La lunga marcia verso il riconoscimento

Bisognerà che alcune centinaia di giovani si sacrificassero per le proprie idee, con un forte carico di sofferenza, per arrivare alle norme che riconoscano gli obiettori. È negli anni Sessanta che l’obiezione diviene un’azione collettiva con manifestazioni popolari. Nasce il movimento antimilitarista. I nonviolenti si organizzano appoggiati fortemente dal partito radicale. I comunisti, che erano stati fino a quel momento contrari alle scelte degli obiettori, incominciano a guardarli con maggiore simpatia. Non hanno però una chiara e univoca visione del fenomeno, a causa dell’impostazione che li porta a prediligere un esercito di popolo quale baluardo per la difesa della democrazia. Maggior aiuto gli obiettori ricevono dai socialisti, che sono l’unica forza politica che ha una tradizione storica di opposizione alla guerra o, per lo meno, di non appoggio ad essa. Nella Dc la maturazione è più lenta. Il sindaco di Firenze, Giorgio La Pira, incurante della censura, organizza nel 1961 la visione del film Non uccidere, dedicato all’obiezione di coscienza e girato in Italia dal regista francese Autant-Lara, invitando rappresentanti del mondo politico e culturale e i direttori di quindici quotidiani a tiratura nazionale che avevano preso posizione a favore della libertà di manifestazione artistica. Si attira le critiche più feroci di quasi tutti i settori democristiani e delle gerarchie cattoliche. Ma il clima conciliare nella chiesa e l’avvio del centro-sinistra creano le condizioni di una lenta ma diffusa consapevolezza nel dover affrontare la questione. Si presentano diverse proposte di legge in Parlamento. Don Lorenzo Milani e gli allievi della sua scuola di Barbiana nel Mugello prendono posizione con un testo che resterà un classico dell’antimilitarismo: L’obbedienza non è più una virtù.
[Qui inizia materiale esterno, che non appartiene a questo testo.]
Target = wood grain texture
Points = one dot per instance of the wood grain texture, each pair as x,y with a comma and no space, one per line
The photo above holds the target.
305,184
Dopo diversi tentativi di riconoscere in via legislativa l’obiezione di coscienza, il 15 dicembre 1972 il Parlamento approva la proposta dell’on. Giovanni Marcora. Egli era stato capo partigiano nelle formazioni cattoliche e con il suo impegno a favore del riconoscimento dell’obiezione di coscienza vuole diradare le ombre di una connessione anche indiretta tra i valori della Resistenza e lo spirito militarista. Il giorno seguente l’organo della DC, Il popolo, scrive: “I giovani, a volte delusi e impazienti, a volte deviati da pseudoideologie progressiste, possono guardare alle istituzioni del paese, imparando che nonostante ritardi e difetti tutte le istanze giuste e fondate trovano sempre in una libera democrazia il loro riconoscimento e suggello giuridico”. Eppure l’obiezione di coscienza si sarebbe potuta riconoscere già nella Costituzione – come era avvenuto in altri Paesi europei – se fosse prevalsa nelle forze politiche democratiche una più spiccata attitudine a “scrutare i segni dei tempi”.